Many have asked what exactly we saw and heard in that moment, when the earth shook and the shofar sounded and fire lit up the mountain. On this erev Shabbat I want to ask how it was that we were able to see, and hear; in other words, not what happened to us, from some exterior force or awareness, that we were able to experience the moment, but what came from inside us?
Parashat Yitro describes the day when we arrived at the area around the foot of the mountain:
וַיִּסְע֣וּ מֵרְפִידִ֗ים וַיָּבֹ֙אוּ֙ מִדְבַּ֣ר סִינַ֔י וַֽיַּחֲנ֖וּ בַּמִּדְבָּ֑ר וַיִּֽחַן־שָׁ֥ם יִשְׂרָאֵ֖ל נֶ֥גֶד הָהָֽר׃
They traveled by way of Refidim and arrived in the wilderness of Sinai, and they camped there; as one, Israel was camped opposite the mountain. (Exodus 19.2)
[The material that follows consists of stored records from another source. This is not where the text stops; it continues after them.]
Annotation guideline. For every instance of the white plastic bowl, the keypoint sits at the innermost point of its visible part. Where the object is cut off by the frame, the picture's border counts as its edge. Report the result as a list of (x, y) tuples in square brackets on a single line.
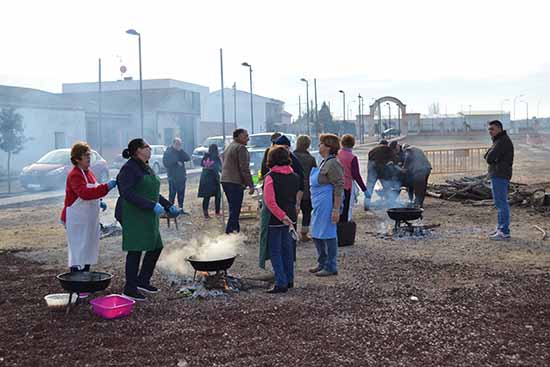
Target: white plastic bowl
[(59, 300)]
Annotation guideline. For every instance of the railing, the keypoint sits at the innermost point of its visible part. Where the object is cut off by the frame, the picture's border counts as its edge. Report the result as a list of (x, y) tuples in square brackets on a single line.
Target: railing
[(457, 160)]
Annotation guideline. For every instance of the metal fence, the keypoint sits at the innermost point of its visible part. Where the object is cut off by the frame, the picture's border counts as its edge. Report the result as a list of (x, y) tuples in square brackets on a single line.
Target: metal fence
[(457, 160)]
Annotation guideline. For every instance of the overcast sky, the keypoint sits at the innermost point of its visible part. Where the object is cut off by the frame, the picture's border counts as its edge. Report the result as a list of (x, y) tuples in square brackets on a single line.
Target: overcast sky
[(459, 53)]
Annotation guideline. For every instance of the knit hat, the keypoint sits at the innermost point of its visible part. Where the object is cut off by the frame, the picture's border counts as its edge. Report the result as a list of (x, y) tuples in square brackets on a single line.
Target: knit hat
[(283, 140)]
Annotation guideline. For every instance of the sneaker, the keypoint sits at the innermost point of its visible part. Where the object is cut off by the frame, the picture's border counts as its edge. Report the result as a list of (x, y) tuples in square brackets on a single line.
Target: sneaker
[(148, 288), (277, 289), (500, 236), (316, 269), (324, 273), (135, 295)]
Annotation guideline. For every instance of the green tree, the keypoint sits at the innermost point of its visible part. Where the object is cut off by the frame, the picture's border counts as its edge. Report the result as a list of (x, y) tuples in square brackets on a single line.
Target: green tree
[(12, 135)]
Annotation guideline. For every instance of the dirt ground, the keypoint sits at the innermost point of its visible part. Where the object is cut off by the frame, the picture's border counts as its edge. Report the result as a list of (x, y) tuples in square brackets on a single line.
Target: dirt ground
[(480, 303)]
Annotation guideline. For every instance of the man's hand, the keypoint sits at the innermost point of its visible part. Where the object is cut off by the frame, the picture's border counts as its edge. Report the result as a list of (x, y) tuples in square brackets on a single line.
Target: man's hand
[(286, 220), (335, 216)]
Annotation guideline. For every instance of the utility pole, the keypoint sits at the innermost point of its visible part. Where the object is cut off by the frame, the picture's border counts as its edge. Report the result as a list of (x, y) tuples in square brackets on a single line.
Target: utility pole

It has been noted that the phrase “Israel was camped” is in the singular, as if all Israel were of one mind and heart. It has also wryly been noted that this is the only time in all of Jewish history when this was the case. But that doesn’t erase the significance of the lesson. six verses later “the people answered as one, saying ‘all that HaShem has spoken we will do!” (Ex.19.8)
What happened in those moments is that this famously stiff-necked and bad-tempered group all somehow were as one.
Most commentaries on the Sinai moment wonder what was heard. The most striking answer is that we heard nothing: no thing, the pregnant moment just before every thing became potentially possible. There is an undefined, undefinable moment of silence when our fears and hopes are all stilled and we are capable of looking beyond ourselves to what might yet be.
When the Torah was given, no bird chirped, no fowl fluttered, no ox lowed, the angels did not fly, the serafim did not utter “holy holy holy,” the sea did not roar, the creatures did not speak. Then it was heard: Anokhi…” (Exodus Rabbah 29.7)
We heard nothing, and that was when we began to hear.
This is the silence – absolute, inner and outer – out of which creation arose in the beginning. It is the same silence that is the only way we can see beyond ourselves and perhaps feel, for a moment, the unity that our ancestors knew at Sinai, when they forgot themselves and saw, and heard, as one.
Fill us as the tide rushes into the reeds in the marsh
Fill us as the rushing water overflows the pitcher
Fill us as light fills a room with its dancing.
Let the little quarrels of the bones and the snarling
of the lesser appetites and the whining of the ego cease.
Let silence still us so you may show us your shining
and we can out of that stillness rise and praise.
– Marge Piercy
On this Shabbat, consider what you can hear when you quiet your self. On this Shabbat, may you put aside all the quarrels and snarling and whining of life for just a bit, and contemplate this ancient truth: l’kha dumiyah tehilah, “to you, silence is praise.”